(本人からの請求段階)

寿司店の店長です。辞めた従業員から残業代の請求がありました。
寿司店なので、開店前の仕入れや仕込みの時間が結構掛かってしまうため、固定残業代として月30時間分の残業代を最初から基本給に上乗せして払っているのですが、何故か、支払い済みの固定残業代を全く控除せず、しかも、この分を基本給に上乗せして1.25倍の金額を未払残業代として請求してきています。
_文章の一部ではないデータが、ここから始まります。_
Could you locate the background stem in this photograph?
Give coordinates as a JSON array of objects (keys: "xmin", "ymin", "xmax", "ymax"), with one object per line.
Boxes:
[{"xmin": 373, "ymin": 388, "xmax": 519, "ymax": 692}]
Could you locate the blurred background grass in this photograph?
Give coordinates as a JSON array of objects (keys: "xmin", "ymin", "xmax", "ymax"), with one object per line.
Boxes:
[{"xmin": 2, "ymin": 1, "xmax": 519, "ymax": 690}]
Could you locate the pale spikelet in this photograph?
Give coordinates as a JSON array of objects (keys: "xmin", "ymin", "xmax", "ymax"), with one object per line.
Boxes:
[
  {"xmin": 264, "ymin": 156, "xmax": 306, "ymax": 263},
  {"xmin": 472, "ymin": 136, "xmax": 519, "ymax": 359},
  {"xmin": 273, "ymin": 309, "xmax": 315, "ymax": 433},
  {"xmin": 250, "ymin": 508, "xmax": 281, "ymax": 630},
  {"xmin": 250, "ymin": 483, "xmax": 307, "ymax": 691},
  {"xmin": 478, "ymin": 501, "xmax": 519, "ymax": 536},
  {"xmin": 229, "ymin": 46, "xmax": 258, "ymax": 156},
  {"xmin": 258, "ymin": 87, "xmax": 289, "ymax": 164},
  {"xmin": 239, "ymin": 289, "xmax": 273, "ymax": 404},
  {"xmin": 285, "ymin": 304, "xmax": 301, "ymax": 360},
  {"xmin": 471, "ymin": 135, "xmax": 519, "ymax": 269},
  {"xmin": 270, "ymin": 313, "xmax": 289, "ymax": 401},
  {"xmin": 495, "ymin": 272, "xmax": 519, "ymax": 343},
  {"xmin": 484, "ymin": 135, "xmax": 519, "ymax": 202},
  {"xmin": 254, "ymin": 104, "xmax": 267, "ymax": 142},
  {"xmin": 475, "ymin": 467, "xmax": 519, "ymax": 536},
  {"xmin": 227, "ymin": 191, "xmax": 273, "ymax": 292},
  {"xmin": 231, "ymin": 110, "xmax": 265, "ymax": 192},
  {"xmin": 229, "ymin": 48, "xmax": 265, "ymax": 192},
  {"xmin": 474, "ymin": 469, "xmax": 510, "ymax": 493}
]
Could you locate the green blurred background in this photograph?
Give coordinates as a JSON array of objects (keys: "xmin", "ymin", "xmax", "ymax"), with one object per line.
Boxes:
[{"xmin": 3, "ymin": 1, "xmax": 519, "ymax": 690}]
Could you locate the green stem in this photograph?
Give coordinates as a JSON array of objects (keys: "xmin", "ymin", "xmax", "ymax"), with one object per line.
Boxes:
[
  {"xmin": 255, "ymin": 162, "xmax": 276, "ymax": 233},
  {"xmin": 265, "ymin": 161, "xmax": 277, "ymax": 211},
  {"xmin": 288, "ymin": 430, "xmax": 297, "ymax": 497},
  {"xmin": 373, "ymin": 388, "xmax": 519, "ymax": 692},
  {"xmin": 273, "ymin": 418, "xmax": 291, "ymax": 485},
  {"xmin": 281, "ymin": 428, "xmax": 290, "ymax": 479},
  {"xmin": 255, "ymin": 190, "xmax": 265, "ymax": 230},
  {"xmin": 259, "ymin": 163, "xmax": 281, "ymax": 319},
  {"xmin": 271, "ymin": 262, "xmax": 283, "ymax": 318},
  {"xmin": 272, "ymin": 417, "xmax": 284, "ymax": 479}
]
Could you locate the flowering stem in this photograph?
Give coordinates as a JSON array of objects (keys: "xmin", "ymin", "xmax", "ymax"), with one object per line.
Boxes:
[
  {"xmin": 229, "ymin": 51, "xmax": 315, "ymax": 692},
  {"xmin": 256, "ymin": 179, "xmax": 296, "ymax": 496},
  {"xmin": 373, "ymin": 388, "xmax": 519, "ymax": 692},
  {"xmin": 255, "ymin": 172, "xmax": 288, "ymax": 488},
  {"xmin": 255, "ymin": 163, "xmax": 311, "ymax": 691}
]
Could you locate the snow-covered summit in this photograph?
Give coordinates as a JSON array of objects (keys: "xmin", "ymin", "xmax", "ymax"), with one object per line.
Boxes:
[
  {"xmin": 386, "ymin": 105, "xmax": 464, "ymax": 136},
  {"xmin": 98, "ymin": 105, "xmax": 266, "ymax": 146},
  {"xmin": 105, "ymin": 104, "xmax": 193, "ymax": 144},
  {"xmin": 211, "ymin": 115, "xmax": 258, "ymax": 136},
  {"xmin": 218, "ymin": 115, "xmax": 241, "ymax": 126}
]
そんな馬鹿な話はないだろうと思いますが、これはどういうことなのでしょうか?
現在の裁判所の運用では、固定残業代が何時間分の残業に相当するのかを労働者に予め明示し、かつ、固定残業代でカウントしている超過労働時間と実際の超過労働時間とを毎月比較検討して、後者が前者を上回っている場合には、毎月その超過部分を現実に支払って精算していない限り、支払ったつもりの固定残業代を残業代としてすら認めず、基本給としてカウントし、これに1.25倍を乗じるという、使用者からするとおよそ納得のいかないであろう運用が定着しています。

この場合、かえって固定残業代などと言って支払いをしていなかった方が良かったということになってしまうので、固定残業代制度を導入する時には、注意が必要です。